I’m 23, old enough to be thinking about my long-term future and my legacy. Nick and I really want to raise kids together. But what kind of world will they live in? If things keep going in this pattern, there will be political instability, food and water insecurity, repercussions of climate change that we can’t even predict yet. I don’t want my children to go hungry. I don’t want them to get sick from an environment that poisons them. I don’t want them to worry about survival.

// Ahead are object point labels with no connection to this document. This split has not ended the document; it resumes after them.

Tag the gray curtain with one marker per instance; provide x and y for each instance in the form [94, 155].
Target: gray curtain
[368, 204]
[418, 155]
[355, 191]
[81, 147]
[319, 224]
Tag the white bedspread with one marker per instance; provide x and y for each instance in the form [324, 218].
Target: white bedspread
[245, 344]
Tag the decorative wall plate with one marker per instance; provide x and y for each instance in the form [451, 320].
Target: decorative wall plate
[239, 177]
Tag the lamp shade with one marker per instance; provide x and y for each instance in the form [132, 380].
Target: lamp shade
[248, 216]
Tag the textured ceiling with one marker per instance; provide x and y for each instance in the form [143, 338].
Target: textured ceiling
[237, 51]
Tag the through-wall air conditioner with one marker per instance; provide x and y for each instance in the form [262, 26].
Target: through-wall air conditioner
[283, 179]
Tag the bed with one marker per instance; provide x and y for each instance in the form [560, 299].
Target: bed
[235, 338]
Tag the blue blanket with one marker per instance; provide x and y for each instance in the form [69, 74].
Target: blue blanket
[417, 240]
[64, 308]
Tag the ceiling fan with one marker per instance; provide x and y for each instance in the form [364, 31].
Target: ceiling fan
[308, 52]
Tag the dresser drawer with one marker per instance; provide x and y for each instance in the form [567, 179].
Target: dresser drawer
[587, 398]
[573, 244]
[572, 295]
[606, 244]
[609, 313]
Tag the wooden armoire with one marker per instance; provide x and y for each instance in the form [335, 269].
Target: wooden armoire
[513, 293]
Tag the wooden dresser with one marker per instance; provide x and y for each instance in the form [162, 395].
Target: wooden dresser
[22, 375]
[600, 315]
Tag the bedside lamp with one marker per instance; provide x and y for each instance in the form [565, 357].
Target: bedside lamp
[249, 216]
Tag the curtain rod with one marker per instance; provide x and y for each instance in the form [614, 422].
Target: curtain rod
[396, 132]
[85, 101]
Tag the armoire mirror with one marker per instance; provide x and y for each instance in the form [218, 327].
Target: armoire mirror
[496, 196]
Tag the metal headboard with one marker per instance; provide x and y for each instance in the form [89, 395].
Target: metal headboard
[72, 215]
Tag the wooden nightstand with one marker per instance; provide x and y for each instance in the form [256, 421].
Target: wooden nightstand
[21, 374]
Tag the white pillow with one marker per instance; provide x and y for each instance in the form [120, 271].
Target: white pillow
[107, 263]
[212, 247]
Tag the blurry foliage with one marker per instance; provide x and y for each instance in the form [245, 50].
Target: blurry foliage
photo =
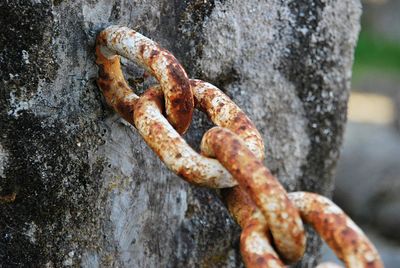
[374, 52]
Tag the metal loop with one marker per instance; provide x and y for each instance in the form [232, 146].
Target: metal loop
[259, 204]
[263, 188]
[116, 40]
[342, 235]
[172, 148]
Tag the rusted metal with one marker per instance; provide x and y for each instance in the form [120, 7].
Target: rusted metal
[255, 244]
[225, 113]
[264, 189]
[259, 203]
[116, 40]
[172, 148]
[342, 235]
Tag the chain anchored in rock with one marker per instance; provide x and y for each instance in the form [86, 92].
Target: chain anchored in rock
[256, 199]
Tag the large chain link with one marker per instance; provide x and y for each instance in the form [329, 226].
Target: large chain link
[231, 156]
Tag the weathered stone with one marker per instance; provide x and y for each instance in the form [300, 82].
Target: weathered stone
[90, 192]
[368, 180]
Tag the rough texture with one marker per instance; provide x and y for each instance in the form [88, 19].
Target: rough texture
[89, 192]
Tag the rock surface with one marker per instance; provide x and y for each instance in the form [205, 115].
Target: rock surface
[90, 193]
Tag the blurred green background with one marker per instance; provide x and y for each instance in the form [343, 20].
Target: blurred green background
[368, 174]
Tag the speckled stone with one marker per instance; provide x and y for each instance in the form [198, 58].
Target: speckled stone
[90, 193]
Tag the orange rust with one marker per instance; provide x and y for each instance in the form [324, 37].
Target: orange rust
[259, 204]
[179, 101]
[342, 235]
[264, 189]
[254, 230]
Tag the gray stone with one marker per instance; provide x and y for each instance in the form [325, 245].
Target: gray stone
[90, 192]
[368, 180]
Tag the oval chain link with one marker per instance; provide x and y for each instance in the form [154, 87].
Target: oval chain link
[231, 157]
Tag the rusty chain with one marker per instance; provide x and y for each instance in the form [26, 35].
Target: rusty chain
[231, 156]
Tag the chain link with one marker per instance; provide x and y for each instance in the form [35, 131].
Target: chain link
[231, 156]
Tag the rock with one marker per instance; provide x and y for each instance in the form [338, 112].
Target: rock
[89, 184]
[368, 179]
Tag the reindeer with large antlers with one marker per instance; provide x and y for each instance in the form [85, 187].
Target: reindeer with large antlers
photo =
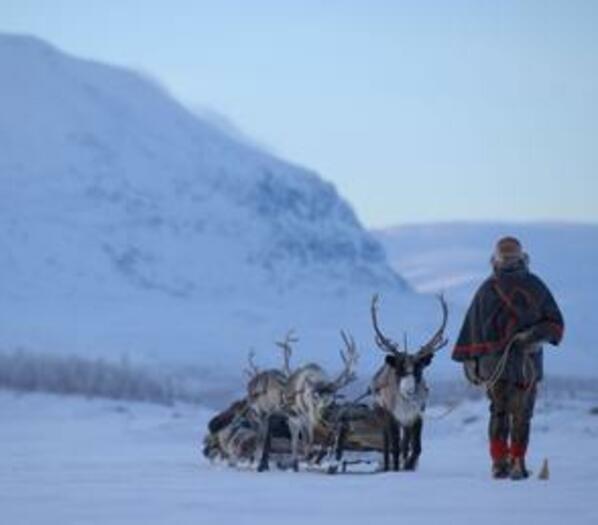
[400, 391]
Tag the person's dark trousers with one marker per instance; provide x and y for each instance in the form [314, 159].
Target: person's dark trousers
[511, 410]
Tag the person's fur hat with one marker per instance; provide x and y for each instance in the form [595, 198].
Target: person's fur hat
[508, 253]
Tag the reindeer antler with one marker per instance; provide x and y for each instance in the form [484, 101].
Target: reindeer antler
[287, 349]
[350, 358]
[384, 343]
[437, 341]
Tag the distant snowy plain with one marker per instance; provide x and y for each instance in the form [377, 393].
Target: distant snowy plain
[75, 461]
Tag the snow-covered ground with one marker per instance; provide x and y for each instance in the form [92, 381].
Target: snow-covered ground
[76, 461]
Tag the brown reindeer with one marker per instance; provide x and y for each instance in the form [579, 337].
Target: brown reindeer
[400, 391]
[400, 394]
[309, 393]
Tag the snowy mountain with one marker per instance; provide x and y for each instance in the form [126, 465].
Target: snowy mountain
[131, 226]
[454, 257]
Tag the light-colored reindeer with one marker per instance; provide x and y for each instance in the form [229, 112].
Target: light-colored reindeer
[309, 392]
[400, 391]
[266, 393]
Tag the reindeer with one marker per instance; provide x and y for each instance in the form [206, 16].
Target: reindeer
[309, 392]
[266, 392]
[400, 392]
[232, 434]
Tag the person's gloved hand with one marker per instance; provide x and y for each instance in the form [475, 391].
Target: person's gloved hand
[425, 361]
[526, 338]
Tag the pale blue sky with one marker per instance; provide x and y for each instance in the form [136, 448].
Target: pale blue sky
[416, 111]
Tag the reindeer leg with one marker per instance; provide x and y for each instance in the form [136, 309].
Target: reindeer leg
[339, 445]
[295, 430]
[395, 437]
[416, 448]
[405, 442]
[386, 437]
[266, 439]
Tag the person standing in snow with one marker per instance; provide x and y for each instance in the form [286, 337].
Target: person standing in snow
[511, 315]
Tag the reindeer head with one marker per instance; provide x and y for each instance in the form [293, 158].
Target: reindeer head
[408, 368]
[311, 387]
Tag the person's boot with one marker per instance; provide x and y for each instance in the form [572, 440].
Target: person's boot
[501, 468]
[499, 451]
[518, 470]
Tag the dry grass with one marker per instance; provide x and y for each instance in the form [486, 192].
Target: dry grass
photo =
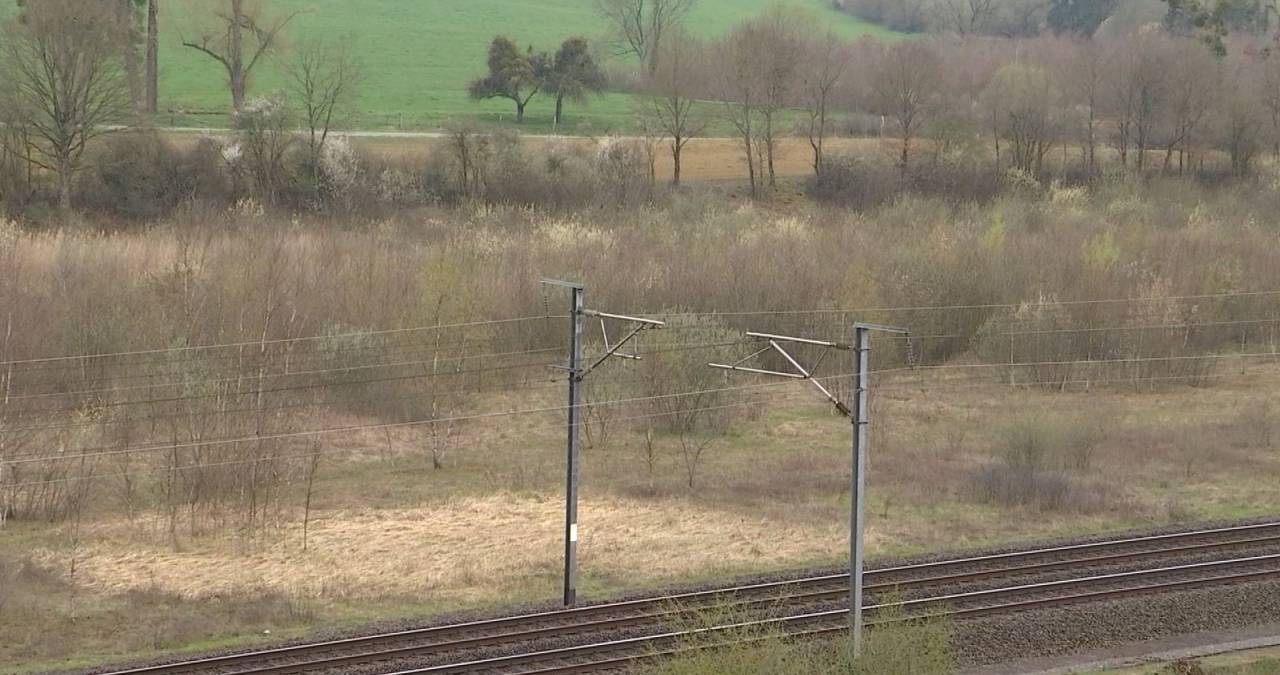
[461, 551]
[705, 159]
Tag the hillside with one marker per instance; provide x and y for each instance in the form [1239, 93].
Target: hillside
[420, 54]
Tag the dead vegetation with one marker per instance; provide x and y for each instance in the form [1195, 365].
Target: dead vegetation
[165, 474]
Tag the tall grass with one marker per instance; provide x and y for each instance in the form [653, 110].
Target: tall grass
[978, 284]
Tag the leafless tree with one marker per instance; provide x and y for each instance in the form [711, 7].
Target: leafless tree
[470, 146]
[1137, 94]
[152, 67]
[1240, 118]
[1270, 94]
[64, 67]
[670, 105]
[686, 397]
[640, 26]
[325, 76]
[964, 17]
[265, 137]
[772, 45]
[1083, 77]
[904, 86]
[238, 35]
[1022, 100]
[827, 58]
[737, 89]
[1191, 95]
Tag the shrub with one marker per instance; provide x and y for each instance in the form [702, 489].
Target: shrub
[138, 176]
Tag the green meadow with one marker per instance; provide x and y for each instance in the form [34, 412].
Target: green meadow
[419, 55]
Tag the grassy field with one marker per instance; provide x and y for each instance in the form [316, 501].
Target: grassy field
[420, 54]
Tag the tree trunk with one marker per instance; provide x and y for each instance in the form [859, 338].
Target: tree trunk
[236, 65]
[64, 191]
[132, 68]
[768, 149]
[152, 56]
[676, 149]
[906, 151]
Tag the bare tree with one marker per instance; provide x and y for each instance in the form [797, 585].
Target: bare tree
[1191, 97]
[237, 33]
[325, 76]
[772, 42]
[739, 91]
[964, 17]
[1138, 90]
[670, 106]
[827, 56]
[1083, 78]
[1022, 101]
[904, 87]
[640, 26]
[64, 67]
[1270, 94]
[688, 400]
[152, 68]
[1240, 119]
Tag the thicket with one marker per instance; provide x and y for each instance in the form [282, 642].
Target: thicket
[1033, 277]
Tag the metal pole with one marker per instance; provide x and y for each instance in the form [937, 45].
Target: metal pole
[856, 519]
[575, 420]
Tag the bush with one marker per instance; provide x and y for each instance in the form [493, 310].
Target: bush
[138, 176]
[1033, 459]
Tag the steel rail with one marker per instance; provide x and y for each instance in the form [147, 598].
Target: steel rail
[653, 610]
[613, 660]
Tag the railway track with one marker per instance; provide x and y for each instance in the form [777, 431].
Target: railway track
[609, 635]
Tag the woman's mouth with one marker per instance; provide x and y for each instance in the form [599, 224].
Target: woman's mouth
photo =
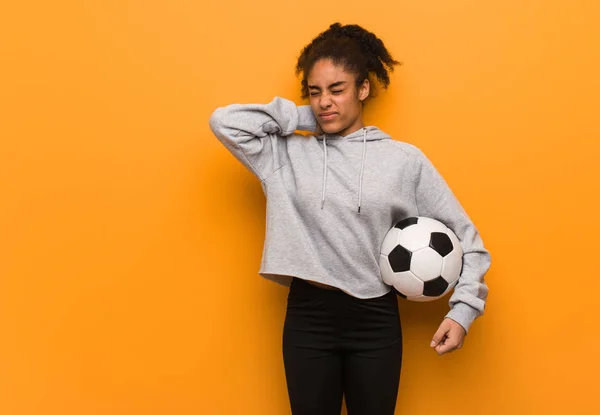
[327, 115]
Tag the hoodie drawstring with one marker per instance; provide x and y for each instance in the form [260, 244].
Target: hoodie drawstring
[324, 170]
[362, 168]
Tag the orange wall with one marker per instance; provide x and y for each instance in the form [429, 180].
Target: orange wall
[130, 239]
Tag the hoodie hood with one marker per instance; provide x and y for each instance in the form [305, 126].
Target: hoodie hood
[369, 133]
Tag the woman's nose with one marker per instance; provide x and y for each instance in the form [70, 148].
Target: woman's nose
[325, 102]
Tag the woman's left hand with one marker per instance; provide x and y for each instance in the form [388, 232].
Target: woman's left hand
[449, 337]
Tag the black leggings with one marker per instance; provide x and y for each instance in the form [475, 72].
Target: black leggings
[335, 344]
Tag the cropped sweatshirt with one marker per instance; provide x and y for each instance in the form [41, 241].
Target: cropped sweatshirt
[330, 201]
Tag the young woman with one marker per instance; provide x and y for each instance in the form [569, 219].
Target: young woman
[331, 198]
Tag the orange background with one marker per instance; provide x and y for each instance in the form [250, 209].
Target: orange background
[130, 239]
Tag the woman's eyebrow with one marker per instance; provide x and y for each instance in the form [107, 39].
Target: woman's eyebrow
[330, 86]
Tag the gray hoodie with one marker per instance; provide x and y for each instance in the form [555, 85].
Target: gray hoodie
[331, 201]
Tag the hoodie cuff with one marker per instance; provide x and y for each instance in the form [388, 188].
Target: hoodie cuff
[306, 119]
[463, 314]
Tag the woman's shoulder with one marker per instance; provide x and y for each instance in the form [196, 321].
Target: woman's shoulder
[410, 149]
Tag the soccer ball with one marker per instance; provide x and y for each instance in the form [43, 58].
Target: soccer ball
[421, 258]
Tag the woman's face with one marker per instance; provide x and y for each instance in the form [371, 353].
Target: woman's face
[334, 98]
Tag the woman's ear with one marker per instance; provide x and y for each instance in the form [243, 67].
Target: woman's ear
[363, 91]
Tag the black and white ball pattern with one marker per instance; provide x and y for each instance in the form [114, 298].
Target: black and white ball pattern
[421, 258]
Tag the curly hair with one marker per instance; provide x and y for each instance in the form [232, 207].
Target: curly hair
[356, 49]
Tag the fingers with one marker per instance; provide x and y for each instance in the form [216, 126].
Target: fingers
[439, 335]
[446, 340]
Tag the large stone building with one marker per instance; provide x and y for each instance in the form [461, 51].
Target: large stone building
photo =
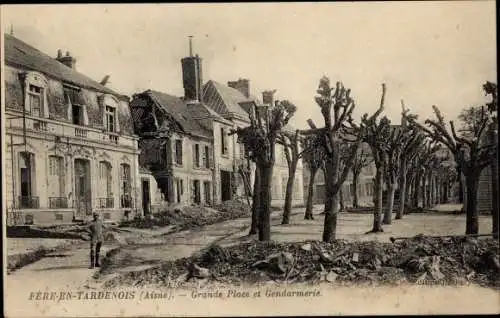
[188, 154]
[70, 148]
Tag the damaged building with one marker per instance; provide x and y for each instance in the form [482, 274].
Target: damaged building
[70, 148]
[187, 152]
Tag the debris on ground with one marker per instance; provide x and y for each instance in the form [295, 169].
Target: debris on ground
[188, 217]
[419, 260]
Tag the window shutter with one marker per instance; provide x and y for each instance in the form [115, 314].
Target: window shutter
[194, 155]
[211, 156]
[204, 154]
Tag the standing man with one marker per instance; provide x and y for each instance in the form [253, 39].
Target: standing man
[96, 238]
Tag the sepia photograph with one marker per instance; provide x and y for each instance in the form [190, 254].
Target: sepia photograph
[250, 159]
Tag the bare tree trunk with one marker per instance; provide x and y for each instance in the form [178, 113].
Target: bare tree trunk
[266, 174]
[424, 192]
[416, 190]
[331, 203]
[256, 203]
[494, 194]
[431, 190]
[472, 226]
[390, 203]
[463, 186]
[310, 195]
[403, 189]
[289, 193]
[355, 201]
[377, 212]
[341, 199]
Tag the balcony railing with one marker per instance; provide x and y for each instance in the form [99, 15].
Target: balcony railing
[64, 129]
[80, 132]
[126, 201]
[58, 202]
[106, 203]
[29, 202]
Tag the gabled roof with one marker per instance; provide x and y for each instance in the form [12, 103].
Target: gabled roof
[177, 108]
[20, 54]
[225, 100]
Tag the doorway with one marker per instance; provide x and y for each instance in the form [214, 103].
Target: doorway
[146, 197]
[83, 196]
[225, 182]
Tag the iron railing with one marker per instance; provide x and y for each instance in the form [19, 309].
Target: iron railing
[106, 203]
[126, 201]
[58, 202]
[29, 202]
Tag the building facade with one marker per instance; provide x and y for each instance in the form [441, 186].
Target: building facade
[188, 154]
[70, 148]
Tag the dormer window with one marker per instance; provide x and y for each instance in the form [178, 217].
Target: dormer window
[76, 106]
[109, 106]
[35, 103]
[35, 100]
[110, 119]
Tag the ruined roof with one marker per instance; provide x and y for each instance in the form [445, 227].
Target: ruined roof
[178, 109]
[21, 54]
[225, 100]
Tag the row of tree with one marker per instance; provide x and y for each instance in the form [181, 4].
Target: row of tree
[407, 157]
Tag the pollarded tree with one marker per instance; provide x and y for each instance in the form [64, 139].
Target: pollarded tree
[293, 152]
[410, 148]
[336, 107]
[313, 158]
[363, 159]
[375, 133]
[491, 89]
[260, 141]
[470, 152]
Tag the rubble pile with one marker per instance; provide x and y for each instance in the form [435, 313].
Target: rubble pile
[419, 260]
[188, 217]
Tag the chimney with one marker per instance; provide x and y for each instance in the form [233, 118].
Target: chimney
[67, 60]
[192, 75]
[268, 97]
[242, 85]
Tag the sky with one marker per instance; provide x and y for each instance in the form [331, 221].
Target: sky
[425, 52]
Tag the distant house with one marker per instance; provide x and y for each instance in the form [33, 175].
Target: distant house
[365, 185]
[70, 148]
[176, 133]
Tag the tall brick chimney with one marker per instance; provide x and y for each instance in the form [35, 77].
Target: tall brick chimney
[242, 85]
[192, 75]
[67, 60]
[268, 97]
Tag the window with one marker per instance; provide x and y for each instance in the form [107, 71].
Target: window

And above all, I don’t want my family’s survival to be at the expense of other families around the world. Which has, unfortunately, been reality throughout my life. Water is polluted by animal waste or used up for irrigation so I can get my $2.50 fast-food burger. Tons of grain go to growing the two hundred pounds of meat I eat in a year instead of into the stomachs of people who need it. Rural towns fall sick because of toxic waste produced by factory farms nearby.
Tackling this life change as a thesis project has forced me to take responsibility for what and how I consume. The fundamental problem with eating meat is that the person who ultimately consumes it is not paying the full cost. With the way the industry works, the cost gets passed on to crop farmers in developing countries, to factory farm workers who put their health at risk, to communities near industrial farms, to species that are starved out of their habitats, and to the humans of the future who will have less water and food and arable land.
And every object that I buy suffers from the same problem of externalized costs. Whenever I choose to buy the best bargain, whether it’s cheap meat or an iPhone or a pair of jeans, I tell the consumer industry that it’s fine with me if other people bear the true cost.
And it isn’t fine with me.
Changing what I eat has empowered me to live in a more just way. I can make a small but significant stand in the face of these huge global issues. So I don’t eat animal-based foods anymore. I’m also changing what I buy: reusable dishcloths instead of paper towels, clothes from thrift stores instead of new, paper from wind-powered manufacturers, and soap from manufacturers with a commitment to sustainability. I am convinced that renegotiating the consumption chain is the best way to take action. I have the privilege to make consumer choices that ripple positively around the world and into the future, and so, I will.